Naja, heute werde ich also den Vergaser - mal wieder ausbauen, zerlegen, reinigen und wieder einbauen. Kann mir mal jemend einen Sack über den Kopf stülpen und die Zeit nehmen. Nicht dass ich jedes Schräubchen dieses "einfachsten Vergasers der Welt" nicht schon weitaus öfter in Händen hielt, als ich es beim vergleichsweise komplizierten weber je werde erleben können - es sei denn ich wollte es. Aber ich will nicht, ich will Sixpotsound, sonst nichts. Ist das zuviel verlangt?! Nach all der Qual und der Mühe und der Zeit, die ich aufbrachte um aus diesem erbärmlichen Haufen Rost und Dreck, längstens für die Presse destiniert, wieder ein Auto entstehen zu lassen. Kommt die Seele dieser Drecksfuhre mit dem Leben 2.0, reanimiert und von der Schippe geholt einfach nicht klar? Muss ich neben der maximalinvasiven Chirurgie und teilweise schleppender Rekonvaleszenz nun auch eine tiefenpsychologische Betreuung verordnen? Soll ich mich vor Betätigen des Zünschlüssels erstmal vor sie hinsetzen und ihr Reiseberichte vorlesen?
Fragen? Nö, hab ich keine. Vielleicht wie gerade der Kurs für gute Golf II ist.

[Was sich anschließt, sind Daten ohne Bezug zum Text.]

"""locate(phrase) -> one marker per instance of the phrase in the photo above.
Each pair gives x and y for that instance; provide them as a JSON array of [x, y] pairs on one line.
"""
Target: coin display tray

Oder wie erkläre ich meiner Frau warum das Auto im Hof, welches primär meiner Entspannung dienen soll, bei der kleinsten Zuwendung zielsicher dazu beiträgt genau das Gegenteil zu bewirken, indem es meinen unterforderten Intellekt mit technischen Herausfoorderungen konfrontiert, die mich bisweilen Grenzregionen meines Verstandes besuchen lassen, die ich definitiv nicht vorhatte auch nur ansatzweise als Reiseziel für die abendliche After Work Entspannung zu buchen, und warum gerade dies Entspannung sein soll. Zickentrek - Where no mind has gone before.